Il via libera del Parlamento Ue per il 2040
Proprio in queste ore, mentre si discute delle difficoltà del percorso intermedio, il quadro normativo europeo compie un ulteriore balzo in avanti. La commissione per l'Ambiente del Parlamento europeo ha infatti approvato la sua posizione sulla proposta di revisione della Climate Law, fissando un nuovo traguardo vincolante per il 2040: una riduzione delle emissioni nette di gas serra del novanta per cento rispetto ai livelli del 1990. Questo obiettivo, che costruisce una traiettoria ritenuta coerente con la neutralità climatica da raggiungere entro il 2050, è frutto di un compromesso politico, raggiunto dopo trattative prolungate, tra i gruppi del Partito popolare europeo, dei Socialisti e democratici, dei liberali di Renew e dei Verdi. Il testo, che ha già ottenuto il via libera dei Paesi membri, sarà ora sottoposto all'aula in plenaria per l'approvazione definitiva, la quale aprirebbe la strada ai negoziati interistituzionali con Consiglio e Commissione.
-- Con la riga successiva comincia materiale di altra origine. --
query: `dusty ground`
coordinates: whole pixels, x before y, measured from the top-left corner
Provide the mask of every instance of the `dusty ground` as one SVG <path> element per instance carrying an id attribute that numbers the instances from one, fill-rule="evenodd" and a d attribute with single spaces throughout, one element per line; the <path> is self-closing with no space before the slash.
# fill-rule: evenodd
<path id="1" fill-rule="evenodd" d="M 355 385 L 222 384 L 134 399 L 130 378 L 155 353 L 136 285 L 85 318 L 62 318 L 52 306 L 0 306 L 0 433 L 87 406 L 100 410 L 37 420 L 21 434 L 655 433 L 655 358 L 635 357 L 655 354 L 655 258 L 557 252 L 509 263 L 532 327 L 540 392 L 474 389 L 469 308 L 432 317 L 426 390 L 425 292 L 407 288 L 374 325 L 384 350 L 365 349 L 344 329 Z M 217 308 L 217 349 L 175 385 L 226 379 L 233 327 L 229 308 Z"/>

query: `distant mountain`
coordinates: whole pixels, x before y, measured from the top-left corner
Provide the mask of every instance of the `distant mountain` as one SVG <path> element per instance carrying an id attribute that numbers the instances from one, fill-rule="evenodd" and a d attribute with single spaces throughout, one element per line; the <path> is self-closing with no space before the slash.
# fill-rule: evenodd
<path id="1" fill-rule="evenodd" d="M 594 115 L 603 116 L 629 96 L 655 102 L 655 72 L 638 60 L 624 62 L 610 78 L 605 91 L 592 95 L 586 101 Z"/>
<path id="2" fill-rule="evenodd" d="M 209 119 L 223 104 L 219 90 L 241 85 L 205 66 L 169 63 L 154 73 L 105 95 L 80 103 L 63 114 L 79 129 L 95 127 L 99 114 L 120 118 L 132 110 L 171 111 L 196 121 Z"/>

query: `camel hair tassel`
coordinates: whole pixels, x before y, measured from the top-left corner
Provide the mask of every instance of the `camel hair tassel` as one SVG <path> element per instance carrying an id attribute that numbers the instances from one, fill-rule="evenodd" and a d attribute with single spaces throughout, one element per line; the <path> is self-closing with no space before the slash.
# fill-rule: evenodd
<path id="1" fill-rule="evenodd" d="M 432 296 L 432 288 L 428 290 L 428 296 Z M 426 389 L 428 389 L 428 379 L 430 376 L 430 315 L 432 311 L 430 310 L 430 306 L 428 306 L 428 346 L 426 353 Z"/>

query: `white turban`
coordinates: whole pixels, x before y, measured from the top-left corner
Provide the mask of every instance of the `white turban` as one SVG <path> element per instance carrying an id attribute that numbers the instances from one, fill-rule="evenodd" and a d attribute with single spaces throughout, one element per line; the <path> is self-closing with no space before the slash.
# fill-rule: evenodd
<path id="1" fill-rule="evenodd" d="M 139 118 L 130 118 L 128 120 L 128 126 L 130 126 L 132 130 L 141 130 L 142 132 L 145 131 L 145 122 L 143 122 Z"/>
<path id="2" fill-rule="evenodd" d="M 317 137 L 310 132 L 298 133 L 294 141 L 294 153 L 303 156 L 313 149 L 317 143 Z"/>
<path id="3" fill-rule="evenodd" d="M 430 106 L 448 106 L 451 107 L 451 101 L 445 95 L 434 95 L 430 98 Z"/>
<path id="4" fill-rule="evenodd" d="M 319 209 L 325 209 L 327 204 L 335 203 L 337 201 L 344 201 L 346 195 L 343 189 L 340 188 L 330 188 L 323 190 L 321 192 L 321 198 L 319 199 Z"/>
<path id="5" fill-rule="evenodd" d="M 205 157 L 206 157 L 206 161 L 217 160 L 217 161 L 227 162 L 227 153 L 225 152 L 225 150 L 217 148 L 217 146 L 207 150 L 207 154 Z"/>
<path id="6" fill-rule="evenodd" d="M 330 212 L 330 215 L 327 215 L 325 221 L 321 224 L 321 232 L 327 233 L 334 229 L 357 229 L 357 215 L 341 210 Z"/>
Flessibilità e rinvii per proteggere l'industria
L'innalzamento dell'asticella climatica per il 2040, tuttavia, non è avvenuto in modo rigido. L'approccio adottato dagli eurodeputati introduce infatti elementi di flessibilità significativi per gli Stati membri, accompagnati da un'esplicita attenzione alla competitività industriale europea. Tra le misure discusse, alcune delle quali hanno trovato spazio nel compromesso finale, figura il rinvio dell'applicazione dell'Ets2, il sistema di scambio di quote di emissione che riguarda i carburanti per il riscaldamento e i trasporti. Una scelta, questa, che riflette le pressioni e le preoccupazioni legate all'impatto sociale e sui costi che una simile regolamentazione potrebbe generare, mostrando come il cammino verso la decarbonizzazione sia costellato di aggiustamenti e mediazioni.
La sfida tra ambizione e concretezza
Il quadro che emerge è quindi di una tensione costante tra l'ambizione ambientalista, che spinge per target sempre più stringenti, e la necessità di rendere il processo concretamente realizzabile senza compromettere la stabilità economica. La stessa approvazione del target per il 2040, se da un lato rappresenta un segnale politico forte di continuità nella lotta ai cambiamenti climatici, dall'altro non può prescindere dall'esame delle criticità emerse nell'implementazione del Fit for 55. La transizione ecologica europea, che pure si proponeva come un farso per il mondo, naviga dunque in acque insidiose, dove ogni avanzamento normativo deve essere bilanciato da un'attenta valutazione dei suoi costi e delle sue ricadute pratiche.